Cette barbacane n'était évidemment qu'un ouvrage en palissades,
puisque les hommes à cheval pouvaient voir par-dessus. Dans la
situation où se trouvait l'armée de saint Louis à ce moment, ayant
perdu une grande partie de ses approvisionnements de bois, campée sur
un terrain dans lequel des terrassements de quelque importance ne
pouvaient être entrepris, c'était tout ce qu'on avait pu faire que
d'élever une palissade servant de tête de pont, pouvant arrêter l'armée
ennemie, et permettre au corps d'armée en retraite de filer en ordre
avec son matériel. La vue à vol d'oiseau que nous donnons ici (1) fera
comprendre l'utilité de cet ouvrage.
Une des plus importantes barbacanes construites en maçonnerie était celle qui protégeait le château de la cité de Carcassonne, et qui fut bâtie par saint Louis (voy. Architecture Militaire,
fig. 11, 12 et 13). Cette barbacane, très-avancée, était fermée;
c'était un ouvrage isolé. Mais le plus souvent les barbacanes étaient
ouvertes à la gorge et formaient comme une excroissance, un saillant
semi-circulaire, tenant aux enceintes extérieures, aux lices. C'est
ainsi que sont construites la barbacane élevée en avant de la porte
Narbonnaise à Carcassonne (voy. Porte
), celle du château du côté de la cité, et celle qui protège la poterne
sud de l'enceinte extérieure de la même ville. Cette dernière barbacane
communique aux chemins de ronde des courtines de l'enceinte extérieure
par deux portes qui peuvent être fermées. En s'emparant de la poterne
ou des deux courtines, les assiégeants ne pouvaient se jeter
immédiatement sur le chemin de ronde de l'ouvrage saillant, et se
trouvaient battus en écharpe en pénétrant dans les lices. Étant ouverte
à la gorge, cette barbacane était elle-même commandée par l'enceinte
intérieure. Nous donnons (2 A) les vues cavalières de l'extérieur et (2
B) de l'intérieur de cet ouvrage de défense. Jusqu'à l'invention des
bouches à feu, la forme donnée aux barbacanes dès le XIIe siècle ne fut guère modifiée, encore les établit-on même souvent sur un plan semi-circulaire; cependant, vers le milieu du XVe siècle, on ne
les regarda pas seulement comme un flanquement pour les portes
extérieures; on chercha à les flanquer elles-mêmes, soit par d'autres
ouvrages élevés devant elles, soit par la configuration de leur plan, La barbacane qui défend la principale entrée du château de Bonaguil, élevé au XVe siècle, près Villeneuve d'Agen, est une première tentative en ce sens (voy. Château).

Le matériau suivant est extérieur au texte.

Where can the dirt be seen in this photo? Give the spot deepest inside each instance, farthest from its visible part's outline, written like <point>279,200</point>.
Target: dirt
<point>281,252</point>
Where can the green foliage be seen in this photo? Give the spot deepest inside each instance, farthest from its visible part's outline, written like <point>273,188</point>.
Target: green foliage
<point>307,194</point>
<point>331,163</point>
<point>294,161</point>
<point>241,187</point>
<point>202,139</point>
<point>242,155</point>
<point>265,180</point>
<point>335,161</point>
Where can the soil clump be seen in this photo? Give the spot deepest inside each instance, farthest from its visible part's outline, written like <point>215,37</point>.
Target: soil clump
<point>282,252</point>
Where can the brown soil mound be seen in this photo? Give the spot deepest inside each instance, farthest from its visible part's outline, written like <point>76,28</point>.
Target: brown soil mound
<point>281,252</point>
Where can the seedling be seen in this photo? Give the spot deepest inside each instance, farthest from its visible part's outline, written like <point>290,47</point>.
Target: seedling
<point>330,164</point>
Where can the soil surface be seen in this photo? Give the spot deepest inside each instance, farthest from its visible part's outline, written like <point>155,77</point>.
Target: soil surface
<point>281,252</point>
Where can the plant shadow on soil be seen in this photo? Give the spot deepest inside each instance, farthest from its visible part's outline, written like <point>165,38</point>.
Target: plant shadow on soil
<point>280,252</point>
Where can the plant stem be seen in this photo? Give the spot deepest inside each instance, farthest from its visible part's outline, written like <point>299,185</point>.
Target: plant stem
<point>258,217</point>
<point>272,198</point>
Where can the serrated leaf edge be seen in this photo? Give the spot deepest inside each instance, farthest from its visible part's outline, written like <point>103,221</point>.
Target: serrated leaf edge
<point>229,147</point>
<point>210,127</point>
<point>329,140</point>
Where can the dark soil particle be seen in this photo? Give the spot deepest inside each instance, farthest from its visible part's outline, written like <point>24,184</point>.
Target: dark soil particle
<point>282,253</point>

Des pièces d'artillerie étaient disposées à rez-de-chaussée et les
parties supérieures conservaient leurs crénelages destinés aux archers
et arbalétriers. En perdant leur ancienne forme, à la fin du XVe
siècle, avec l'adoption d'un nouveau système approprié aux bouches à
feu, ces ouvrages perdirent leur ancien nom, pour prendre la
dénomination de boulevard. Lorsque les barbacanes du moyen âge furent conservées, on les renforça extérieurement, pendant les XVIe et XVIIe siècles, par des ouvrages d'une grande importance. C'est ainsi que les dehors de la barbacane A
(3) du faubourg Sachsenhausen de Francfort sur le Mein furent protégés au commencement du XVIIe siècle; vers la même époque, la barbacane A du château de Cantimpré de Cambrai (4) devint l'occasion de la construction d'un ouvrage à couronne B très-étendu (voy. Boulevard).